Много угловых приложений с одним входом в систему oauth2/oidc с пружинной загрузкой
Я хотел бы развернуть приложение Angular независимо от моего бэкэнда Spring-Boot, который обрабатывает процесс входа в систему oauth2/oidc. Локальная установка выглядит так
angular (localhost: 4200, localhost: 4300) <-> серверная часть весенней загрузки (localhost: 8080) <-> сервер моей компании oauth2/oidc
Если приложение angular упаковано с бэкэндом в jar Spring-Boot, все работает правильно, поскольку и бэкэнд, и интерфейс находятся на одном и том же URL-адресе (localhost:8080). Но когда я запускаю много угловых приложений на разных портах и хочу выполнить аутентификацию через серверную часть, у меня возникает проблема с перенаправлением после входа в систему. В основном серверная часть перенаправляется на «/» (в моем случае это localhost: 8080), но я хочу перенаправить на URL-адрес приложения angular (localhost: 4200 или localhost: 4300). Я нашел обходной путь, установив oauth2.defaultSuccessUrl.
@Bean
public SecurityFilterChain filterChain(HttpSecurity http) throws Exception {
...
return http.authorizeHttpRequests((auth) ->
{
auth.requestMatchers("/public/**").permitAll();
auth.anyRequest().authenticated();
}).requestCache(cache -> cache.requestCache(requestCache)).cors(Customizer.withDefaults()).csrf(AbstractHttpConfigurer::disable).oauth2Login(oauth2 ->
{
oauth2.defaultSuccessUrl("/api/login");
...
}).build();
}
и создание конечной точки перенаправления /api/login
@GetMapping("/api/login")
public void login(HttpServletResponse response) throws IOException {
response.sendRedirect("http://localhost:4200");
}
но таким образом я могу обрабатывать только один экземпляр углового приложения.

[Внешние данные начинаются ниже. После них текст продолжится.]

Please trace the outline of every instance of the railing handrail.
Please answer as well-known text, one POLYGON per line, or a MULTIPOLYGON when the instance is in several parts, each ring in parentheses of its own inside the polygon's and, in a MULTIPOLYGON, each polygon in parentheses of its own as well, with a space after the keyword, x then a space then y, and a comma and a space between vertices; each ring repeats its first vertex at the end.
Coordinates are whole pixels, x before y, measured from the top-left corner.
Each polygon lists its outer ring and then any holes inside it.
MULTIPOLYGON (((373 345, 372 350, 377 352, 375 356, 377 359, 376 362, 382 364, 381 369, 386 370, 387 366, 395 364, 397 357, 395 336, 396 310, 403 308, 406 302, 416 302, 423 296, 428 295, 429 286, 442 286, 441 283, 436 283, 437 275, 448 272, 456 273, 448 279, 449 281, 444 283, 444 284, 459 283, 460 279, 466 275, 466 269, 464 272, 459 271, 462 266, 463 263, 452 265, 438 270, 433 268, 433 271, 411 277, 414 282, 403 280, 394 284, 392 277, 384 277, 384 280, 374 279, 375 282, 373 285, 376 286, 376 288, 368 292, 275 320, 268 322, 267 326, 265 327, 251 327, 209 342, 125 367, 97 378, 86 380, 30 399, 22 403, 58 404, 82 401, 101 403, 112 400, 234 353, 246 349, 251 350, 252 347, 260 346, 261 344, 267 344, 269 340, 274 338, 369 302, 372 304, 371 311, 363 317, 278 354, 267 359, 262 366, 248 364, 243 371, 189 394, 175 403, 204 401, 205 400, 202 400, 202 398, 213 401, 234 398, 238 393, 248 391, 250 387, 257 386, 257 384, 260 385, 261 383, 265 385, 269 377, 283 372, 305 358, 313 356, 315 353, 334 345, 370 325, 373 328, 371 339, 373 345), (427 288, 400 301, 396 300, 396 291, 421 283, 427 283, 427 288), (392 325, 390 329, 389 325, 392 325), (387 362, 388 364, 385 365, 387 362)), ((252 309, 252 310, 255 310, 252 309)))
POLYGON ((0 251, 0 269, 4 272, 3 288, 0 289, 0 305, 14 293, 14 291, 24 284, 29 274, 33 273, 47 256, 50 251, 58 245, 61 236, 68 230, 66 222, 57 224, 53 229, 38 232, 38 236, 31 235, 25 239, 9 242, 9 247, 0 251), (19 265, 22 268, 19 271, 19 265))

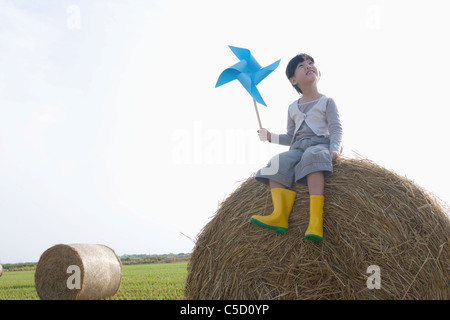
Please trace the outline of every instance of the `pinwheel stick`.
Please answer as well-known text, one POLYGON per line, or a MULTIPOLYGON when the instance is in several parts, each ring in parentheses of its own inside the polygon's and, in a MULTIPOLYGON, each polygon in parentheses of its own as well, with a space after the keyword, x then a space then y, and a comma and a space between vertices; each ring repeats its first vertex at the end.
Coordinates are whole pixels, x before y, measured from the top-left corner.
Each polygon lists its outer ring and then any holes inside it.
POLYGON ((253 104, 255 105, 256 117, 258 118, 259 128, 262 129, 261 119, 259 118, 258 107, 256 105, 256 100, 253 99, 253 104))

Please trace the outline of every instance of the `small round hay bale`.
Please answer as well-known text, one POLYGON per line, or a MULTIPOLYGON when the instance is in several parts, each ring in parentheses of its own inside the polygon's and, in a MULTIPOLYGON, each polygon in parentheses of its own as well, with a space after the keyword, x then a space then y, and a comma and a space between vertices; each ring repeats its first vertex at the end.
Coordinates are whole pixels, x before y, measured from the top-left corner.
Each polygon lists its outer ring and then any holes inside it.
POLYGON ((437 200, 368 160, 334 168, 321 243, 303 239, 306 186, 295 187, 288 232, 276 234, 250 223, 273 206, 268 187, 245 181, 199 234, 185 298, 450 299, 450 220, 437 200))
POLYGON ((119 290, 122 263, 104 245, 58 244, 41 255, 34 278, 42 300, 102 299, 119 290))

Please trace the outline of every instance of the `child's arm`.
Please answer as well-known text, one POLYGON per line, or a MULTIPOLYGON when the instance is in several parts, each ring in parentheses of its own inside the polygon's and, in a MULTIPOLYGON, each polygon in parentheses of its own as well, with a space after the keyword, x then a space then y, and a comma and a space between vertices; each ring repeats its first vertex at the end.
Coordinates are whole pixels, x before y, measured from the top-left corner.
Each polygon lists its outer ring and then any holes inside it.
POLYGON ((270 133, 267 129, 258 130, 258 134, 261 141, 269 141, 271 143, 289 146, 291 145, 292 138, 294 137, 294 130, 295 122, 288 112, 287 132, 285 134, 270 133))
POLYGON ((330 155, 334 160, 339 156, 339 150, 342 143, 342 125, 339 118, 339 112, 333 99, 329 99, 327 105, 328 131, 330 132, 330 155))

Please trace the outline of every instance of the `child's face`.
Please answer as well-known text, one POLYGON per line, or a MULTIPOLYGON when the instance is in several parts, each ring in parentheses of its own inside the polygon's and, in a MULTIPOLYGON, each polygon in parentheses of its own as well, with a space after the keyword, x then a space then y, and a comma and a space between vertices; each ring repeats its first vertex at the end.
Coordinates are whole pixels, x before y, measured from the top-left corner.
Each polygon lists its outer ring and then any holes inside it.
POLYGON ((295 86, 302 86, 316 83, 320 78, 319 70, 311 59, 300 62, 295 69, 294 76, 289 80, 295 86))

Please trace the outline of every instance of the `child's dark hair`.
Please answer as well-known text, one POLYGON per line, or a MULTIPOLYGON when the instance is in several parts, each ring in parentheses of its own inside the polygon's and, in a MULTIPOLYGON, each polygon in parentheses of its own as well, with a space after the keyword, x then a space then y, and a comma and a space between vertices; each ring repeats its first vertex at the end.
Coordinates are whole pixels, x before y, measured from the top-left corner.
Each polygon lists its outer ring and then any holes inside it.
MULTIPOLYGON (((288 79, 290 79, 294 76, 295 69, 297 69, 298 64, 305 60, 311 60, 312 62, 314 62, 313 57, 311 57, 310 55, 307 55, 306 53, 299 53, 294 58, 292 58, 291 61, 289 61, 288 65, 286 67, 286 76, 288 77, 288 79)), ((295 90, 297 90, 297 92, 303 93, 302 90, 300 89, 300 87, 298 87, 296 85, 292 85, 292 86, 294 87, 295 90)))

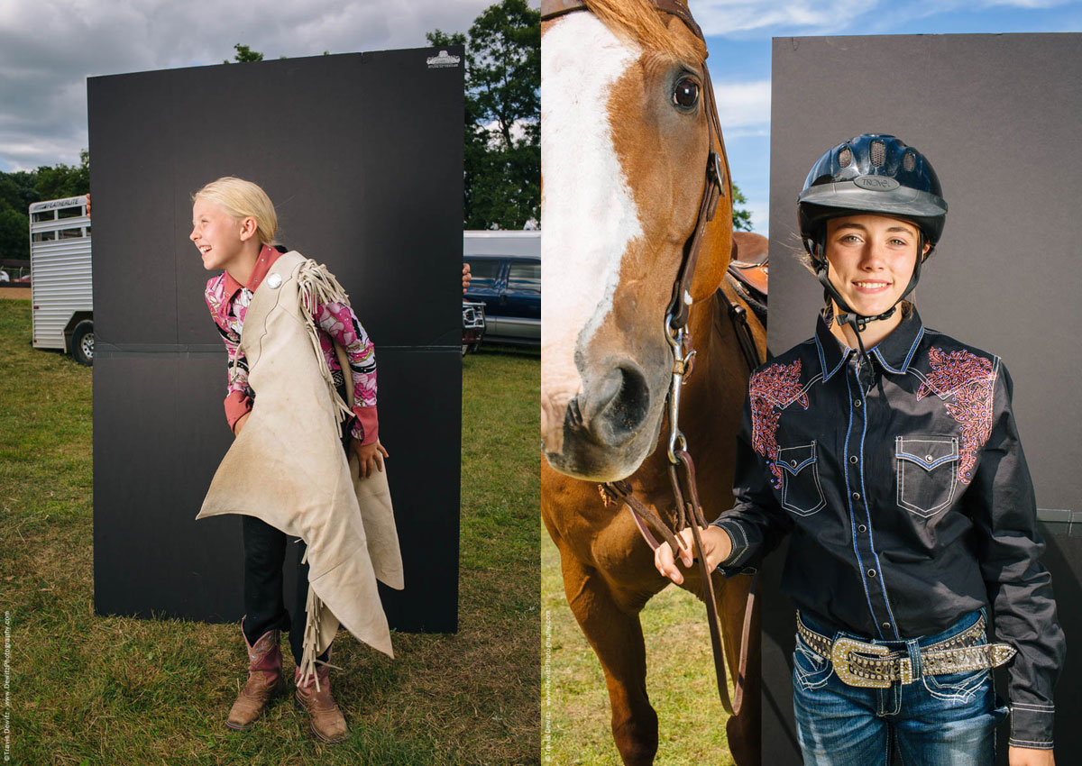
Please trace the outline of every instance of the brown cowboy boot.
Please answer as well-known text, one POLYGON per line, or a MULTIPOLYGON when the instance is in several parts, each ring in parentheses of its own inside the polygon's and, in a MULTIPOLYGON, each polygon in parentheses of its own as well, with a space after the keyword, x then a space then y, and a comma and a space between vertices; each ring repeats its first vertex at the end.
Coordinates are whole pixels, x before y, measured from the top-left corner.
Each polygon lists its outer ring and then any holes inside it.
MULTIPOLYGON (((242 628, 240 634, 245 634, 242 628)), ((254 645, 249 644, 248 636, 245 636, 245 646, 248 647, 248 683, 240 690, 225 722, 226 726, 238 731, 250 729, 267 703, 286 692, 278 631, 267 631, 254 645)))
POLYGON ((324 742, 341 742, 349 731, 345 726, 342 711, 331 697, 330 668, 316 665, 316 675, 319 677, 318 691, 315 678, 308 678, 306 684, 302 684, 301 670, 296 669, 293 672, 293 679, 296 682, 296 694, 293 698, 298 705, 308 711, 312 734, 317 739, 324 742))

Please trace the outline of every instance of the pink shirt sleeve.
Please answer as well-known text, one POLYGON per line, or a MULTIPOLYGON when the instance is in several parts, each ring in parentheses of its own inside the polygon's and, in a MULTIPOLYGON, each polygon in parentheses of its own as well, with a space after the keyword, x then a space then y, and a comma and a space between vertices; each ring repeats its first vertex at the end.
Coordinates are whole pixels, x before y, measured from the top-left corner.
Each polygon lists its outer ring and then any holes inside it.
POLYGON ((223 295, 222 278, 214 277, 207 282, 207 307, 214 319, 217 332, 225 343, 226 395, 225 420, 229 431, 234 431, 237 421, 252 409, 251 389, 248 387, 248 362, 240 351, 240 335, 234 332, 228 322, 228 301, 223 295))
POLYGON ((379 438, 379 418, 375 411, 375 346, 347 304, 332 302, 317 305, 313 318, 345 349, 353 378, 353 411, 357 415, 351 433, 361 444, 372 444, 379 438))

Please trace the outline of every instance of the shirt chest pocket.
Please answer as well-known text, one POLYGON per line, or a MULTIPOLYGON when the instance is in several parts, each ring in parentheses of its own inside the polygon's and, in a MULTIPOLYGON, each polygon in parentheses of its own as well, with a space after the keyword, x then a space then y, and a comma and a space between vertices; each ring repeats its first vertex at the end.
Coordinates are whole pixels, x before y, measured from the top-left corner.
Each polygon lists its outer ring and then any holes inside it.
POLYGON ((783 447, 775 462, 781 468, 781 506, 799 516, 810 516, 827 501, 819 484, 816 444, 783 447))
POLYGON ((928 518, 950 505, 958 483, 958 439, 897 437, 898 506, 928 518))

Есть ли способ обрабатывать множество интерфейсных приложений с помощью одного бэкэнда с пружинной загрузкой, который обрабатывает процесс oauth2/oidc?
Ответы 1
Вот как я действую:
- каждый интерфейс предоставляет URL-адрес, на который он хочет, чтобы пользователь был перенаправлен после входа в систему, в настраиваемом заголовке (
X-POST-LOGIN-SUCCESS-URIв моем случае ) или параметре (post_login_success_uriв моем случае) запроса, инициирующего вход в систему (тот, который находится в/oauth2/authorization/{registration-id}) - пользовательский
(Server)OAuth2AuthorizationRequestResolverна клиенте Spring OAuth2, настроенный с помощьюoauth2Login, сохраняет этот URL-адрес в сеансе - пользовательский
(Server)AuthenticationSuccessHandlerищет сохраненный URL-адрес в сеансе, и если находит, использует его вместо URL-адреса по умолчанию.
Все это доступно на maven-central как часть Spring-addons-starter-oidc.
Вы можете попробовать это с помощью сопутствующего проекта этой статьи, которую я написал. Три интерфейса (Angular, React и Vue) используют этот механизм для аутентификации пользователей на одном и том же сервере OAuth2 BFF и авторизации, а затем возвращаются к нужному интерфейсу.
P.S.
Отключение защиты CSRF на клиенте Spring OAuth2 с помощью oauth2Login является огромным нарушением безопасности: запросы к такому бэкэнду авторизуются с помощью сеанса, который является вектором для атак CSRF.
Я удивлен, что мой ответ даже не оказался полезным.